“That space, that happiness had a color: rose-pink. The pink of the sky at sunset, a vast, transparent, faraway pink whose absurd apparition represented my life. I was vast, transparent and faraway, and my absurd life represented the sky. Living was painting: coloring myself with the pink of the inexplicably suspended light…”

César Aira

COLOR

Like every element of illustration, color should serve a purpose. On the most surface level, a color illustration has a better chance of attracting attention. On narrative and conceptual levels color can help to convey the atmosphere or contradict the viewer’s expectations.

The number of colors in use works similarly—the fewer colors you have, the more significance each of them carries. A B&W drawing with a single spot color can be largely defined by that one color. A couple of tones work differently—their primary relationship is with each other. Each additional color complicates this relationship, either making it more involved or more unfocused.

ASSIGNMENT 3: COLOR VARIATIONS

Pick a photo from your phone's camera roll or from the internet and make three illustrations based on it—one in black & white, one with a spot color, and one in three colors.

It's preferable if you use your own photo, but if you choose someone else's, please make sure you change your illustration significantly enough to avoid accidental plagiarism. Even with your photos, try to steer away from using it as direct reference, and instead interpret it in a way that makes a successful illustration. Study the play of light and dark, shapes and shadows, and see how they can be drawn differently in three ways.

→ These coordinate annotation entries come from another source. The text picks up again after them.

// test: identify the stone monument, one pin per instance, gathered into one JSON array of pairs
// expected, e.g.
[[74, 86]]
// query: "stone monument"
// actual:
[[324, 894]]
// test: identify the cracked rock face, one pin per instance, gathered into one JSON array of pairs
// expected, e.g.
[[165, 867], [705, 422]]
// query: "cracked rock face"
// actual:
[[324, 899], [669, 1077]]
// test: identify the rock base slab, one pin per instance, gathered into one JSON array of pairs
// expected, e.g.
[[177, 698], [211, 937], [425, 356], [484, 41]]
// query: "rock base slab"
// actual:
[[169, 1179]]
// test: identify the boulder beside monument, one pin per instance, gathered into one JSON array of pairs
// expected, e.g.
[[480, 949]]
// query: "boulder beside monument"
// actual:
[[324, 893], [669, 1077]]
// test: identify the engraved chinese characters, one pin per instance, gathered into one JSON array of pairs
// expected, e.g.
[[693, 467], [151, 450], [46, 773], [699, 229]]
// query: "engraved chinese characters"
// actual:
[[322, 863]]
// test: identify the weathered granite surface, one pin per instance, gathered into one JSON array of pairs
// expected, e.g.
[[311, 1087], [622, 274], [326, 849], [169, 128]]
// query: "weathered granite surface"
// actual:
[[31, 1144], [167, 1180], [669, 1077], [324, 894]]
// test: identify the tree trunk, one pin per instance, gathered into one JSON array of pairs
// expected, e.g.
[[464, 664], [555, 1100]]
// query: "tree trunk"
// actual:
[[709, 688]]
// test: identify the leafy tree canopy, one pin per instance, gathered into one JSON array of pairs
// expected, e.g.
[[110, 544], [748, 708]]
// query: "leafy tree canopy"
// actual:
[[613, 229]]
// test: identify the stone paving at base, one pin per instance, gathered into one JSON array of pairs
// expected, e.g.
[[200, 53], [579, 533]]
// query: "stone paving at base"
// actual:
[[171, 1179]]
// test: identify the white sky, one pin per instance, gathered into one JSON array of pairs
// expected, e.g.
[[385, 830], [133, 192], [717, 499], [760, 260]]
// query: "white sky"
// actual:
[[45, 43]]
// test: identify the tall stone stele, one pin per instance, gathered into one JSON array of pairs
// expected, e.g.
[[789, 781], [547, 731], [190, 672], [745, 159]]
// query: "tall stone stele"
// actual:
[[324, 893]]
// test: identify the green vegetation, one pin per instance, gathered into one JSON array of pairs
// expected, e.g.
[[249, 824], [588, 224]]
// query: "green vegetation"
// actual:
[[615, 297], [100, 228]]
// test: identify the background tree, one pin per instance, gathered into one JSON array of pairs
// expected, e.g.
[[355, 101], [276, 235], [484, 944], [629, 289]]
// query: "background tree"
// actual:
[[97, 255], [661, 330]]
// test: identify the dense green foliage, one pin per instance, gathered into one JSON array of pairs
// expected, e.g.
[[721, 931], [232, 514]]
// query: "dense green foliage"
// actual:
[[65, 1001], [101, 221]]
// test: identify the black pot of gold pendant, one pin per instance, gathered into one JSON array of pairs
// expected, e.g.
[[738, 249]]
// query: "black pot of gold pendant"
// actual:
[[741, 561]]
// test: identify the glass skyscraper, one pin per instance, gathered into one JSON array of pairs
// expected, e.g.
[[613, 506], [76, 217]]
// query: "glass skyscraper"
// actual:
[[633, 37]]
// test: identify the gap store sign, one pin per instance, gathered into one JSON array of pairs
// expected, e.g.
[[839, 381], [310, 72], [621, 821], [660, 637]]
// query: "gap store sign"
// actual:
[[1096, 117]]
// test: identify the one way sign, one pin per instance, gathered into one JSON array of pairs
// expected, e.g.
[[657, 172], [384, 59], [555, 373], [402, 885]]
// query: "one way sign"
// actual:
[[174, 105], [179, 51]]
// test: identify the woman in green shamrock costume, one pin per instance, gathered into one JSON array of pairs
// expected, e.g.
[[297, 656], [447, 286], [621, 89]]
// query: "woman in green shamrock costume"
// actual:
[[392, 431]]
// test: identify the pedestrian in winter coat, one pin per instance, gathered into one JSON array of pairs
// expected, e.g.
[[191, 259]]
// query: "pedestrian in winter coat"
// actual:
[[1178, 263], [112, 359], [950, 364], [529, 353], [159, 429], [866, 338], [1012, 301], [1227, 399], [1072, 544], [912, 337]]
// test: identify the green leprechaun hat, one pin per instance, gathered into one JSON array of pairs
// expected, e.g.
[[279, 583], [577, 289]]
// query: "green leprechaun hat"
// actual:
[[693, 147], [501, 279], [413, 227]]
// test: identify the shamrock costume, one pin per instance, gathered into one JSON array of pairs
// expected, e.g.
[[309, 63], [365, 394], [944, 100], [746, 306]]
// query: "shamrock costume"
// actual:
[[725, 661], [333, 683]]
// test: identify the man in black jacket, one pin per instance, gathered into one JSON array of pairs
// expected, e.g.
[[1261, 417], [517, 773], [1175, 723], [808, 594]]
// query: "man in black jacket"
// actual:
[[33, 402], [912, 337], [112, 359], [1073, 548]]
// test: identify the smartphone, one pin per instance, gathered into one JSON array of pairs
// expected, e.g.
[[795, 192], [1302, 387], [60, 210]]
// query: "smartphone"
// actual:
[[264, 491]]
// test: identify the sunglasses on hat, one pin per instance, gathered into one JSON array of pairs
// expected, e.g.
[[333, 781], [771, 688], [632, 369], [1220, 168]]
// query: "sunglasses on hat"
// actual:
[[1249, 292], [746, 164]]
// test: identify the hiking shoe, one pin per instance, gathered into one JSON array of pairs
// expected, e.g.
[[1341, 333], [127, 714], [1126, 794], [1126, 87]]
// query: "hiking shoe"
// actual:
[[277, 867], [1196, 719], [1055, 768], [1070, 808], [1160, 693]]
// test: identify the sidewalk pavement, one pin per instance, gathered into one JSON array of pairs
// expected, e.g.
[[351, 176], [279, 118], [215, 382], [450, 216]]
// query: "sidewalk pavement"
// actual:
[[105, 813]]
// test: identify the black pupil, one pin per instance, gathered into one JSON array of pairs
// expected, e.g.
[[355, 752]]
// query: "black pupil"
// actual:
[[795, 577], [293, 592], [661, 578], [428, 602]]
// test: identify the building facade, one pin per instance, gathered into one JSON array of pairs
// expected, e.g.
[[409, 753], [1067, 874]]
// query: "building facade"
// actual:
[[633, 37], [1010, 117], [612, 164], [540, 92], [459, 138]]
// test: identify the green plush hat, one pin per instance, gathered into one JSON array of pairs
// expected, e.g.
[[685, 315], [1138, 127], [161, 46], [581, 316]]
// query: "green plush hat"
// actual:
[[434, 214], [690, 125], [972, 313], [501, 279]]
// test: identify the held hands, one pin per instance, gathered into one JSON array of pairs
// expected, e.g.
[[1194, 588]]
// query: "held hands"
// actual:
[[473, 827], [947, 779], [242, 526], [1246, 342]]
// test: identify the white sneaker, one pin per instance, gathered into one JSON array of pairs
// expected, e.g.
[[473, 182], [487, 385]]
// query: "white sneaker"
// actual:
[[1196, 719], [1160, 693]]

Focus on the concept for the thumbnails and try to come up with ideas that would work both in B&W and in color. For the sketches you can pick one of the ideas and do several rough color mock-ups. For the final you can use the same linework and apply different coloring three times, or you can have three different treatments, if the different color treatment calls for a change in drawing.

As with the previous assignment, it should essentially be the same illustration, done in three variations, rather than three separate illustrations. The change of medium may suggest stylistic or compositional shifts, but those should only happen naturally in the process of the creation.


Variation 1. Black & White. You may use grayscale, screentones or ink washes, but remember that the piece will be reproduced at a small size and should read clearly at any distance.

Variation 2. Black, with one spot color. Pick a color that contributes to the black layer and fits the concept. You may change your black layer, remove bits of it, replace areas with a spot color or delete it completely.

Variation 3. Any three colors except black (and very very very very very dark colors that may as well be black).

Format: 4x4” each, 3 in total.

References for various techniques and applications of color


  1. Feb 8. Th. Assignment 3 thumbnails. Fourth story assigned.
  2. Feb 13. Tu. Assignment 3 sketches. Fourth story discussion.
  3. Feb 15. Th. Assignment 3 finals. Tool workshop (ink). Fifth story assigned.